Individual volunteers remain essential, particularly for smaller projects and for the specialized domain knowledge that companies don't fund internally. A 2021 Linux Foundation/LAEA study found that the critical open-source projects most depended on by commercial software had a median of just two maintainers — a concentration of responsibility that creates significant sustainability and security risk, as the Log4Shell and XZ Utils backdoor incidents demonstrated.

Funding: The Sustainability Problem

Open source's sustainability is a recognized systemic concern. The 2014 Heartbleed vulnerability — a critical flaw in OpenSSL, the cryptographic library securing nearly all HTTPS traffic — was discovered in software maintained by two developers, one of whom was effectively a volunteer.

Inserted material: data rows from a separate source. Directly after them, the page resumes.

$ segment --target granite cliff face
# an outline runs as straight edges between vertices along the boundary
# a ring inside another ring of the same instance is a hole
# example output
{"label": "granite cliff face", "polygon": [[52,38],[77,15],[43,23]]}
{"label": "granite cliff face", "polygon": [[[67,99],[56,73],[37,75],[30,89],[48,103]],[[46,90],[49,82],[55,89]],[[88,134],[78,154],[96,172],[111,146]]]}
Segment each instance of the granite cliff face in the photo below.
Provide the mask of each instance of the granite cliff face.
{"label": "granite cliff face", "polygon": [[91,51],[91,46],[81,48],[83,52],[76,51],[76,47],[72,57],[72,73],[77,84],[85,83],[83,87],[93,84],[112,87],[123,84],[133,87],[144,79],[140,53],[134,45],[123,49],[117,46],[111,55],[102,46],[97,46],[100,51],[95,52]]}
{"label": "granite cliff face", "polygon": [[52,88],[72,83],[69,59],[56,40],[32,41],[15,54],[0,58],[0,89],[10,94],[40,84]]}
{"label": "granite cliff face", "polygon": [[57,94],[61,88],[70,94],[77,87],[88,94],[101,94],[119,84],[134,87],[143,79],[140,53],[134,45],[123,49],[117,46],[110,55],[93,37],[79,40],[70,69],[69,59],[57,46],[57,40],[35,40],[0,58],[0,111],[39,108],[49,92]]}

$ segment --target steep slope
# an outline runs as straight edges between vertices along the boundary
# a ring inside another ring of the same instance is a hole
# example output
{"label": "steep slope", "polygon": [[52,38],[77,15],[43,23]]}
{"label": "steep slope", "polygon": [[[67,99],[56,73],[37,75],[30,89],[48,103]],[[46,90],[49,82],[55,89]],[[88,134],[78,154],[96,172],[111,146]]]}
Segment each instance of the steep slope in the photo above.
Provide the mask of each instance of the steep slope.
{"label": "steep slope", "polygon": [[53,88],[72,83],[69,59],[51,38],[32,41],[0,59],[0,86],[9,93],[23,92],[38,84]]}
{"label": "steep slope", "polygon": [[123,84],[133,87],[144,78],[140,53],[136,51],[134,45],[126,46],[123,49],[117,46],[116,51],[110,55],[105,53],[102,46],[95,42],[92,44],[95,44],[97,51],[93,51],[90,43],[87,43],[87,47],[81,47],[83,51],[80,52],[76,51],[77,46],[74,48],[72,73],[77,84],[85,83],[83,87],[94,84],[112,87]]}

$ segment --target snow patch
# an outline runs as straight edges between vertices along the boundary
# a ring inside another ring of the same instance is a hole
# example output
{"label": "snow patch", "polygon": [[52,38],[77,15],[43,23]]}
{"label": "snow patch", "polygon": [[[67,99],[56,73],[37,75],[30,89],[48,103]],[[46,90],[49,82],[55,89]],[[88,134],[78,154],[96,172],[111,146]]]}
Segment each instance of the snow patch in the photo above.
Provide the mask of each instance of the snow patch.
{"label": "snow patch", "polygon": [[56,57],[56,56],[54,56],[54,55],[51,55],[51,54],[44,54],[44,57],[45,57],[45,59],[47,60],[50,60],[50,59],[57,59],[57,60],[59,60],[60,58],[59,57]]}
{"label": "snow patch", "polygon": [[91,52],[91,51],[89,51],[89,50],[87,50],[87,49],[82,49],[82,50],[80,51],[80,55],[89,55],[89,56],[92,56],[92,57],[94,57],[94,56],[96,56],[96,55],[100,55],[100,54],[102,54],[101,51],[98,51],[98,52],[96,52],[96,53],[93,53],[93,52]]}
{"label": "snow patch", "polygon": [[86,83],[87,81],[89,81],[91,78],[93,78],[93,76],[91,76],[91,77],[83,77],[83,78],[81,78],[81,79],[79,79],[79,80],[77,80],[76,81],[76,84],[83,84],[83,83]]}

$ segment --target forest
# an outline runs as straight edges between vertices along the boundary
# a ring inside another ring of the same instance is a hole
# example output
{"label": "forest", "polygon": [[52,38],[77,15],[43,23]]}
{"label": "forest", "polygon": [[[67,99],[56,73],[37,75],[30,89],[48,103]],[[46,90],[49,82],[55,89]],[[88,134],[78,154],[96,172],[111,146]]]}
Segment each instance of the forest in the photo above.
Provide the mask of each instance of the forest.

The incident prompted the creation of the Core Infrastructure Initiative (now the OpenSSF — Open Source Security Foundation), which channels corporate funding to security-critical projects.

  • Foundations: The Apache Software Foundation, Linux Foundation, and CNCF pool corporate membership fees to fund infrastructure and staff for hosted projects.
  • GitHub Sponsors and Open Collective: Platforms that enable direct financial support from users and companies to individual maintainers and projects.
  • Open Core model: Companies publish a free community edition and charge for enterprise features, cloud hosting, or support (GitLab, Elasticsearch pre-license change, MariaDB).
  • Dual licensing: Code is available under GPL for free; a commercial license is required for proprietary use (MySQL, Qt).
  • Government funding: The European Commission has funded open-source public goods; the U.S. Cyber Trust Mark and CISA open-source security initiatives represent growing government interest in sustaining critical infrastructure.

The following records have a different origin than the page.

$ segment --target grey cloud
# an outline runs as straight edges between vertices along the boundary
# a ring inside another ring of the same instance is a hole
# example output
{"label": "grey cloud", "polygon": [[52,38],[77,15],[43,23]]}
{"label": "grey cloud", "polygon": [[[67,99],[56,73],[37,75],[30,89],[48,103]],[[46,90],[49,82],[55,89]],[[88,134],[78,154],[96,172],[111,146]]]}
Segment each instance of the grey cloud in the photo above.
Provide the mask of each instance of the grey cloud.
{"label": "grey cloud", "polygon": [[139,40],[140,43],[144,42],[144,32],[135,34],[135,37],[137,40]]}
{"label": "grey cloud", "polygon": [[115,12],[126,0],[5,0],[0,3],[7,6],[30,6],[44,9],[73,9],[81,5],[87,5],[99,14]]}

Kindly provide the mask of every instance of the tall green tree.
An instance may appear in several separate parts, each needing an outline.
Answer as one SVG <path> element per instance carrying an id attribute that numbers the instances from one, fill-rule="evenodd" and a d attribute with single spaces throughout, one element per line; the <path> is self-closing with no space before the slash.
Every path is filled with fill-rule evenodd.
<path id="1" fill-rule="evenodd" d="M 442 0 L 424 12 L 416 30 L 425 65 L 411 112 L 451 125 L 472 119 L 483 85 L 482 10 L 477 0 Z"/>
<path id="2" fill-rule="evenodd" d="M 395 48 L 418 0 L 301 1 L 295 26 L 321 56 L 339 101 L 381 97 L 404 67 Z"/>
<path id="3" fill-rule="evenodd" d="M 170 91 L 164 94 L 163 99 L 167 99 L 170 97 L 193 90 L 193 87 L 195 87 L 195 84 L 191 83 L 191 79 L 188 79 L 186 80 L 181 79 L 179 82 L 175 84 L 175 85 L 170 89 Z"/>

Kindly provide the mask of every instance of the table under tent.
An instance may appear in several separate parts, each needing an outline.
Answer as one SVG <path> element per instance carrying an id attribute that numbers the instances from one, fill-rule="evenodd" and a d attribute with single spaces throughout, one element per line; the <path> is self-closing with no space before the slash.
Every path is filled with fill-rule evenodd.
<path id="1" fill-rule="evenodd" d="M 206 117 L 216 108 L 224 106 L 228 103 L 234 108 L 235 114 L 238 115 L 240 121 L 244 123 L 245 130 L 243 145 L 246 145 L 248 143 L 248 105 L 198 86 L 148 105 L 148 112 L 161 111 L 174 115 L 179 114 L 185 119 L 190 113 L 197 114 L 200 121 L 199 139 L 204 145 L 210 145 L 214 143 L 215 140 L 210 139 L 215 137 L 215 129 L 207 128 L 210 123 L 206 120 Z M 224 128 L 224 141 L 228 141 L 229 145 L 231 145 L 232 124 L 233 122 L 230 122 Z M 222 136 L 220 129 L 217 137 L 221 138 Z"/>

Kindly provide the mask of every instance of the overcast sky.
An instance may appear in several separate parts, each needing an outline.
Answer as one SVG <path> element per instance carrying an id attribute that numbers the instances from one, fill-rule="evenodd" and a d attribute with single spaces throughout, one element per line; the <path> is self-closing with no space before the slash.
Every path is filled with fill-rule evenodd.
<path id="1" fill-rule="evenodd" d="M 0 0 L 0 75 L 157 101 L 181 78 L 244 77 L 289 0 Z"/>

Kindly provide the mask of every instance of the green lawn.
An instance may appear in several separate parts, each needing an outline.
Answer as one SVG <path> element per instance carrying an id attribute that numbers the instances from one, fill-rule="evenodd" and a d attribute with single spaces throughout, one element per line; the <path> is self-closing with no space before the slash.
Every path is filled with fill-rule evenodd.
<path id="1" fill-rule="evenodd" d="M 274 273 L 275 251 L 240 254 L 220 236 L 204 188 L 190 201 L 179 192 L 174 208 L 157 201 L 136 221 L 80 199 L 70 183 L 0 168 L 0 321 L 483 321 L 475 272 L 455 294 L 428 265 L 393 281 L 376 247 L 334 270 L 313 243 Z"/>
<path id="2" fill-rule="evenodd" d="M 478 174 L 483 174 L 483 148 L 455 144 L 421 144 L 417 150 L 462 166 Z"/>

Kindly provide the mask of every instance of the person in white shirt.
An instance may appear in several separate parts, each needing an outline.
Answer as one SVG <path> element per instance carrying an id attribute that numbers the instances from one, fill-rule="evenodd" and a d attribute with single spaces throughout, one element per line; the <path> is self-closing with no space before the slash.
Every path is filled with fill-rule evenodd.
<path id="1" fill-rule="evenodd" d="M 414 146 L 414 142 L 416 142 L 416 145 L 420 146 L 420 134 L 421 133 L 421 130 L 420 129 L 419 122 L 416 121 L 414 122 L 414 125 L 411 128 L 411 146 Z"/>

The Tension with Commercial Interests

The late 2010s and early 2020s saw several high-profile open-source companies change their licenses to restrict cloud providers from offering managed versions of their software without contributing back. MongoDB switched to SSPL in 2018; HashiCorp switched Terraform to BUSL in 2023 (prompting the OpenTofu fork); Elasticsearch moved to Elastic License. These "source-available" licenses are not OSI-approved open-source licenses but allow users to inspect and modify code. The backlash from these changes — and the forks they prompted — illustrates the social contract underlying open source: the community's labor and trust are premised on enduring license freedoms, and attempts to extract value while limiting contribution produce lasting credibility damage and often successful competing forks.